Not that such a plan would definitely fail (e.g. lots of human adults are trying to take care of their children), just that it doesn’t seem like the kind of approach that passes the higher bar of having a strong reason to expect success (e.g. lots of human adults are not trying to take care of their children). (See here for someone trying to flesh out this kind of approach.)

So anyway, my take right now is basically:

If we want the “adult AGI” to be trying to do a particular thing (‘make nanobots’, or ‘be helpful towards its supervisor’, or whatever), we should replace (or at least supplement) a well-chosen reward function with a more interpretability-based approach; for example, see Plan for mediocre alignment of brain-like [model-based RL] AGI (which is a simplified version of Post 14 of this series)
Or we can have a similar relation to AGIs that we have to the next generation of humans: We don’t know exactly at the object level what they will be trying to do and why, but they basically have “good hearts” and so we trust their judgment.

These two bullet points correspond to the “two paths forward” of Post 12 of this series.

[-]christos4y20

But what exactly are new ideas? It could be the case that intelligence is pattern-matching at it most granural level even for "noveties". What could come in handy here is a great flagging mechanism for understanding when the model is out-of-distribution. However, this could come at its own cost.

It gets even worse if a self-reflective AGI is motivated to deliberately cause credit assignment failures.

Is the use of "deliberately" here trying to account for the *thinking about its own thoughts*-part of going back and forth between thought generator and thought assesor?

[-]Steven Byrnes4y10

I mean “new ideas” in the everyday human sense. “What if I make a stethoscope with an integrated laser vibrometer?” “What if I try to overthrow the US government using mind control beams?” I agree that, given that these are thinkable thoughts, they must be built out of bits and pieces of existing thoughts and ideas (using analogies, compositionality, etc.).

And then the value function will mechanically assign a value more-or-less based on the preexisting value of those bits and pieces. And my claim is that the result may not be in accordance with what we would have wanted.

What could come in handy here is a great flagging mechanism for understanding when the model is out-of-distribution.

Yeah, more on that topic in §14.4. :-)

Yes to “thinking about its own thoughts”, no to “going back and forth between thought generator and thought assessor”.

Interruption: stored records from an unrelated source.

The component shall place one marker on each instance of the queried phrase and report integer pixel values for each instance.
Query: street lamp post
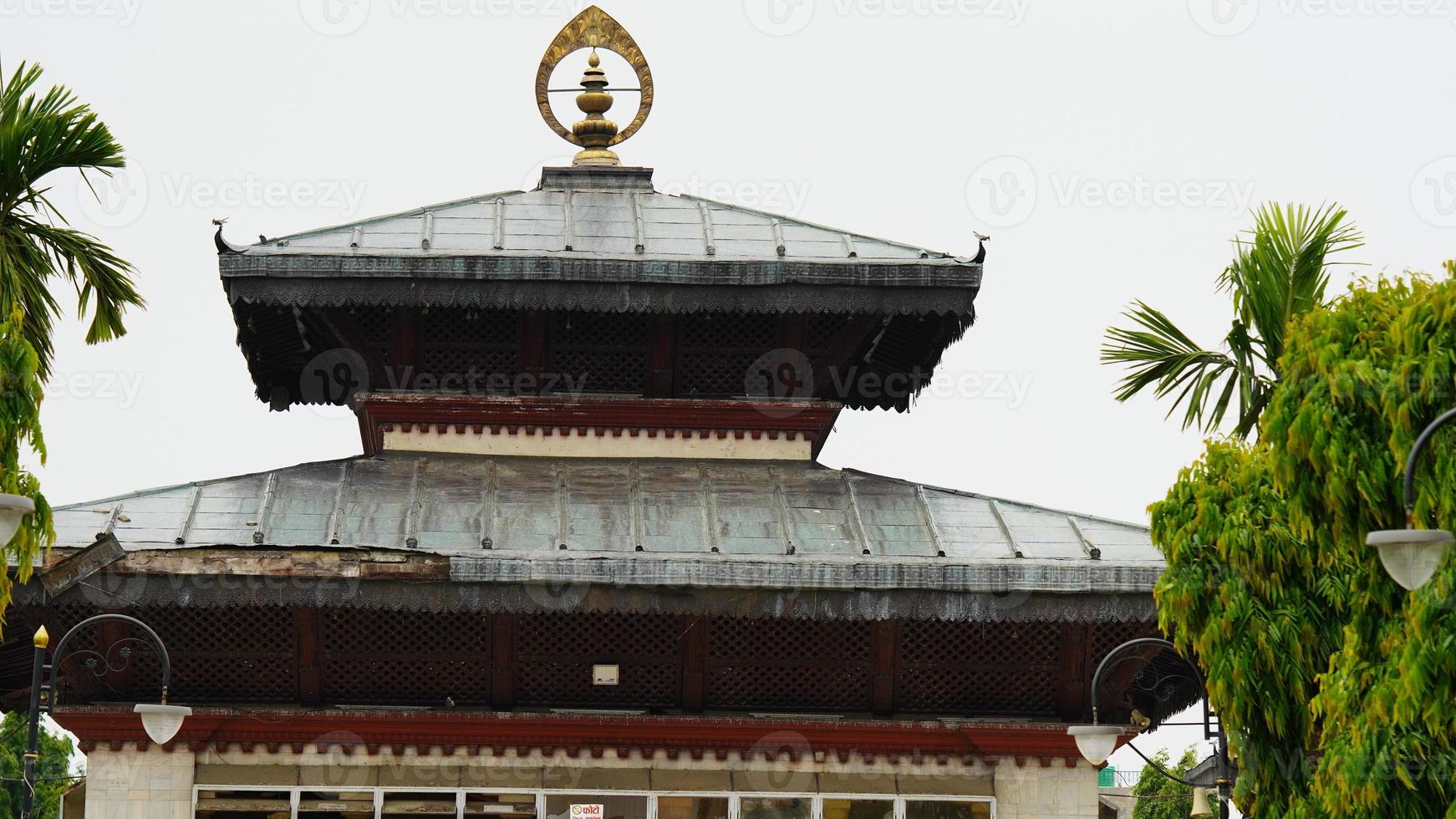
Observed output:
(1098, 740)
(162, 722)
(1411, 556)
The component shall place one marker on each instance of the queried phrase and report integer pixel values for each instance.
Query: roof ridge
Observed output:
(201, 482)
(965, 493)
(386, 217)
(806, 223)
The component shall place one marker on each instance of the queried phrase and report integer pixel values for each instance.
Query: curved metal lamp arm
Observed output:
(54, 667)
(1410, 463)
(1161, 770)
(1161, 644)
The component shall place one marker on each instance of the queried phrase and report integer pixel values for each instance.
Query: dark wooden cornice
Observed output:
(577, 734)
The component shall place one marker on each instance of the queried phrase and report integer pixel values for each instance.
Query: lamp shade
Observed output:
(1095, 740)
(13, 508)
(1200, 803)
(1411, 556)
(162, 722)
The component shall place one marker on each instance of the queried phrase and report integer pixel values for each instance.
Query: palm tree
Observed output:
(1277, 274)
(43, 133)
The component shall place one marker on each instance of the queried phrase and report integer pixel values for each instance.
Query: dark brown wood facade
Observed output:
(669, 664)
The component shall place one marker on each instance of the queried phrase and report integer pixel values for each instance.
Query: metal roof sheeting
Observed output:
(710, 524)
(610, 223)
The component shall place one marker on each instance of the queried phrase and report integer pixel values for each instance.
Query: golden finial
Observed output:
(596, 135)
(596, 131)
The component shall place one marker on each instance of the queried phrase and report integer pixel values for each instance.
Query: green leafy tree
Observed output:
(54, 771)
(1277, 274)
(1338, 687)
(1159, 797)
(43, 133)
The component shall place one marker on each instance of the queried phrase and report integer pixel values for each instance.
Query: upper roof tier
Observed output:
(600, 226)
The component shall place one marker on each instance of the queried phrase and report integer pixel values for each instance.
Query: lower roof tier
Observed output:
(725, 522)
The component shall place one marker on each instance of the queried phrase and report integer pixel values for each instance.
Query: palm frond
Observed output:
(1162, 357)
(1281, 269)
(43, 133)
(1277, 274)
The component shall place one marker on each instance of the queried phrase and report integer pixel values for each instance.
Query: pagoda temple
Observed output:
(586, 565)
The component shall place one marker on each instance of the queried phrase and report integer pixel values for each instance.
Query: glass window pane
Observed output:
(425, 803)
(614, 806)
(501, 805)
(775, 807)
(859, 809)
(335, 805)
(935, 809)
(692, 807)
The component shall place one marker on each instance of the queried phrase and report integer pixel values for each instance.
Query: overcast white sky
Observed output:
(1112, 149)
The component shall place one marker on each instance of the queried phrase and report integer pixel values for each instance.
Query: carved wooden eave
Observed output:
(586, 426)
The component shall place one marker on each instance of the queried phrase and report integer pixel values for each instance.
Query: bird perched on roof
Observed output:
(221, 243)
(1140, 720)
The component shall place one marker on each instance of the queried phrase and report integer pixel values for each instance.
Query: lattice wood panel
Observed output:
(600, 353)
(718, 351)
(975, 668)
(820, 332)
(555, 654)
(217, 656)
(418, 658)
(788, 664)
(374, 326)
(461, 342)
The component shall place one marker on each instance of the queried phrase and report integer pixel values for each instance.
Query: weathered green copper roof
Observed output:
(602, 241)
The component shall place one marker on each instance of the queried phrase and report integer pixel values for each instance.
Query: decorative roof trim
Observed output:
(522, 267)
(414, 588)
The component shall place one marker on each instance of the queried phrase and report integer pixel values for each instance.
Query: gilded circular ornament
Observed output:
(593, 28)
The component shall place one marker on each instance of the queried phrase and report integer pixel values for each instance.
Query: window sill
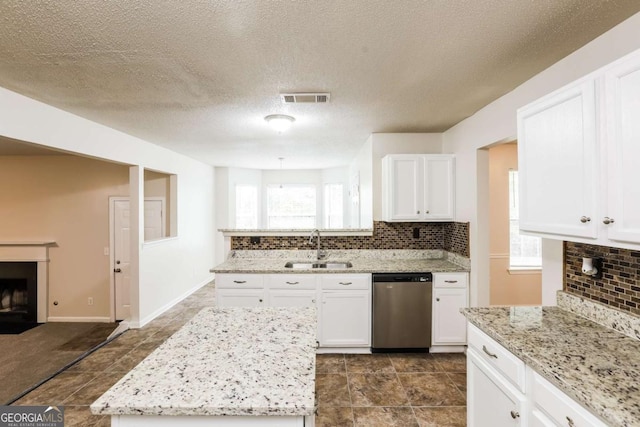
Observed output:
(524, 270)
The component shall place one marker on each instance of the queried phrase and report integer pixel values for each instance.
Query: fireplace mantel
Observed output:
(31, 251)
(27, 242)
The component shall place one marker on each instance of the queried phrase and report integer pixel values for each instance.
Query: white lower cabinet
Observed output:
(493, 401)
(343, 301)
(345, 319)
(503, 391)
(450, 294)
(285, 298)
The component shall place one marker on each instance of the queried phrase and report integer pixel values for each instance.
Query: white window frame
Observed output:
(290, 186)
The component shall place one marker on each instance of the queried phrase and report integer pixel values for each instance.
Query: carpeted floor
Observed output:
(34, 355)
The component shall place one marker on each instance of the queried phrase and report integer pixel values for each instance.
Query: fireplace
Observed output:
(18, 291)
(19, 281)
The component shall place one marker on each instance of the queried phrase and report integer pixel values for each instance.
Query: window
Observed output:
(524, 251)
(333, 206)
(246, 206)
(291, 206)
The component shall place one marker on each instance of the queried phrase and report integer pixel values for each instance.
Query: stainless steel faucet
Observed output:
(320, 255)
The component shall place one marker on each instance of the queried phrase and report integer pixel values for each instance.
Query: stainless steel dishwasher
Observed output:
(401, 312)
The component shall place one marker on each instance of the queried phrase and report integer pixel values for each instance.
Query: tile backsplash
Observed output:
(618, 287)
(449, 236)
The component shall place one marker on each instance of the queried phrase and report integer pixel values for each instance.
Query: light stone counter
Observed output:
(225, 362)
(364, 261)
(597, 366)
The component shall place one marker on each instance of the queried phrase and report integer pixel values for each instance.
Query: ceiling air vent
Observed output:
(305, 98)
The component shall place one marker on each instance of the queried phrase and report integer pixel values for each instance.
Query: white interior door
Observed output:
(121, 256)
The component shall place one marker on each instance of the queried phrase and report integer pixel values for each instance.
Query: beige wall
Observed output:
(506, 288)
(66, 199)
(159, 185)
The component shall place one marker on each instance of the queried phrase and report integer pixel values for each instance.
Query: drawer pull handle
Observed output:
(484, 348)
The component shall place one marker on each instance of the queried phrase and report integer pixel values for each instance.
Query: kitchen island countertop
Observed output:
(597, 366)
(225, 362)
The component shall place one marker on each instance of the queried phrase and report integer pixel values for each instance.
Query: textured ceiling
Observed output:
(199, 76)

Instead I would say, you can think about lots of things, like football and calculus and sleeping. Another thing you can think about is your own preferences. When you think about football or calculus or sleeping, it’s an activation pattern within your thought generator, and the Thought Assessors will assess it (positive valence vs negative valence, does or doesn't warrant cortisol release etc.). By the same token, when you think about your own preferences, the Thought Assessors will assess that thought as positive-valence vs negative-valence etc. So you can have preferences about your own (current and/or future) preferences, a.k.a. meta-preferences. And you can make plans that will result in you having certain preferences, and those plans are likely to be appealing if they align with your meta-preferences.

So if I think that reading nihilist philosophy books might lead to me no longer caring about the welfare of my children, I will feel some motivation not to read nihilist philosophy books. By the same token, if the AGI wants to like or dislike something, I think there’s a reasonable chance that it will find a way to make that happen.